Elísio Macamo, Notícias, Sexta, 04 Setembro 2015

EU gosto do Mia Couto. Gosto do que escreve. Gosto da sua imaginação. Gosto da sua criatividade. Gosto da forma surpreendente que ele tem de dizer verdades incómodas.

E não sou o único, o que revela a sua grandeza. Dou-lhe os meus parabéns pelo doutoramento honoris causa. Acho que esse é o doutoramento mais difícil de conseguir. O outro, o normal, é assunto de cumprimento de dever.

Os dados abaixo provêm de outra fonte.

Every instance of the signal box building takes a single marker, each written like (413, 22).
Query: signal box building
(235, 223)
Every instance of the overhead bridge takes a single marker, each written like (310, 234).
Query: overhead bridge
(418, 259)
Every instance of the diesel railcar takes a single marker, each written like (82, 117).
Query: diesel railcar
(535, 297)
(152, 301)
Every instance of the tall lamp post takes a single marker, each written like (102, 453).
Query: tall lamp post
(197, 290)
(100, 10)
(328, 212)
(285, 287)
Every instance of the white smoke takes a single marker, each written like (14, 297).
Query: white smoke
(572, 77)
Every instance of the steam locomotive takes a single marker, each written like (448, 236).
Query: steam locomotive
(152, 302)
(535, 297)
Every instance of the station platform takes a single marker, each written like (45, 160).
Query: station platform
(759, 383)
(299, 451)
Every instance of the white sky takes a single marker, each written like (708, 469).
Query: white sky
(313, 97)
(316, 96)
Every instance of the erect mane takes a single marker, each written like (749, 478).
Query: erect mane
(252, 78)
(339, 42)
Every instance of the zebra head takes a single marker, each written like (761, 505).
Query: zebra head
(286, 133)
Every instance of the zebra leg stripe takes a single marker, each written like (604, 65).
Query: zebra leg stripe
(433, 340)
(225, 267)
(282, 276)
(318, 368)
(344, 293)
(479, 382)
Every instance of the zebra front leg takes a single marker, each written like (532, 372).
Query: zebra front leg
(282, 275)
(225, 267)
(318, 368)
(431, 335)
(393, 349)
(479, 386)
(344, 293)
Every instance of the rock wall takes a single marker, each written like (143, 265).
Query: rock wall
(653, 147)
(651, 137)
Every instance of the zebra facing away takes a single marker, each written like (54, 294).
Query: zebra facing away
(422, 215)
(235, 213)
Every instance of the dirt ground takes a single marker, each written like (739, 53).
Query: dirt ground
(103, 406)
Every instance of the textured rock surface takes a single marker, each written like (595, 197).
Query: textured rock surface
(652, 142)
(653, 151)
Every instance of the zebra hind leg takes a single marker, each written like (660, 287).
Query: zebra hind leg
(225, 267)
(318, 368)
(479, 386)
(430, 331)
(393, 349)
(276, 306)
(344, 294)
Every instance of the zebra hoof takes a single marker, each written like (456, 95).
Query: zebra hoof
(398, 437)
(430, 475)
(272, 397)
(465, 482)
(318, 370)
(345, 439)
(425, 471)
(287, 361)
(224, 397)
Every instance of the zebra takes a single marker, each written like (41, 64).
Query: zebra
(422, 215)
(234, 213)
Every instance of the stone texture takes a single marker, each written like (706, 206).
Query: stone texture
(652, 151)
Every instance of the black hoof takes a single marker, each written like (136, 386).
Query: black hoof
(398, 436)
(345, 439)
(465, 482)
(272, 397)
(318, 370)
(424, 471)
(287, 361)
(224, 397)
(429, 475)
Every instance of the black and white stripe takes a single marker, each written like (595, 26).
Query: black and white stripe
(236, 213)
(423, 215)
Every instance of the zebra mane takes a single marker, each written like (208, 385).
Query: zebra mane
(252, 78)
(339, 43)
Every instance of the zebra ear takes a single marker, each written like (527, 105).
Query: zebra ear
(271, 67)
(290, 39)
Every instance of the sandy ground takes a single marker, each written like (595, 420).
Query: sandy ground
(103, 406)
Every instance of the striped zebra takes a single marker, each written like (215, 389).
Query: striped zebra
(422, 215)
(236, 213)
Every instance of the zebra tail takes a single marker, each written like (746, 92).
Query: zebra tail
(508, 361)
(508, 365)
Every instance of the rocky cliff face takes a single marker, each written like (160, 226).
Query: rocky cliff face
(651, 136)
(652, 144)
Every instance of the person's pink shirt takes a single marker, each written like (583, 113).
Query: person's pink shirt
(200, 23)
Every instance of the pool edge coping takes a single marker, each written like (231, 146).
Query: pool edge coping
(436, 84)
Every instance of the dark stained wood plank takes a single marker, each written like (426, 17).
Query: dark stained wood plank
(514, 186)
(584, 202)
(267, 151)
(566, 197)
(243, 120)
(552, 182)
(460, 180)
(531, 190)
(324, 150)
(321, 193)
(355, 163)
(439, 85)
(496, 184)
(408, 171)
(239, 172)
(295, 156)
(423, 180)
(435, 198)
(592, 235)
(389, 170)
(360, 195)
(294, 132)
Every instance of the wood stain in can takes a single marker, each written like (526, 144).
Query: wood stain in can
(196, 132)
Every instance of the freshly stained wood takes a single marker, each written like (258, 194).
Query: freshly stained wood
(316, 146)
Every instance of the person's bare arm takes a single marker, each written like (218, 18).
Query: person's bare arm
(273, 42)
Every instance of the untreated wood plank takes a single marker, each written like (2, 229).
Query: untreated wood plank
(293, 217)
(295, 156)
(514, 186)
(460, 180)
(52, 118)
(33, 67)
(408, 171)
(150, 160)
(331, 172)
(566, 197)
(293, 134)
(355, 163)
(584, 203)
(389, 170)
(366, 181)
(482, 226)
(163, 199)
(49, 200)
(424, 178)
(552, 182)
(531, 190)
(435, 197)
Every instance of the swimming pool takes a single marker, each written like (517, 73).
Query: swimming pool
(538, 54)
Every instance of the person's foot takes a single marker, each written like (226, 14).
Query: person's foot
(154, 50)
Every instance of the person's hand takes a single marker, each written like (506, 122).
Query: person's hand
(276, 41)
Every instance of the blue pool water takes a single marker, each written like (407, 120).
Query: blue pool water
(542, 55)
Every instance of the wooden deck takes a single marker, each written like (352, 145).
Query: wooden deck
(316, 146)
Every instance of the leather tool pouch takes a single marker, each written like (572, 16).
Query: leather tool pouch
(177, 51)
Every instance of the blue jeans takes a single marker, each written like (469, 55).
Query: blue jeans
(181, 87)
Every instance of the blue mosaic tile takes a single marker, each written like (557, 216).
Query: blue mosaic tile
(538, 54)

É, para usar a insinuação de Mia Couto durante a sua oração de sapiência, algo que se obtém sem mesmo conhecimento… mas doutor honoris causa significa o reconhecimento por aquilo que nós fazemos pelo nosso talento, pela perseverança, pela dedicação.

Qualquer pessoa pode ser doutor de verdade, mas nem todos podemos ser doutor honoris causa, pois enquanto o primeiro trabalha para esse fim dentro de parâmetros claros, o outro nem aí está, e mesmo assim pode ser reconhecido.

Li a sua aula de sapiência com muito interesse, como aliás deve ser quando se trata de Mia Couto.

É uma aula que contém ideias brilhantes, chamadas de atenção pertinentes e ainda por cima, eivadas do humor, fruto duma capacidade de observação do quotidiano que só ele tem entre nós (e, aposto, no mundo inteiro).

O conjunto da aula, contudo, incomodou-me mais do que me estimulou.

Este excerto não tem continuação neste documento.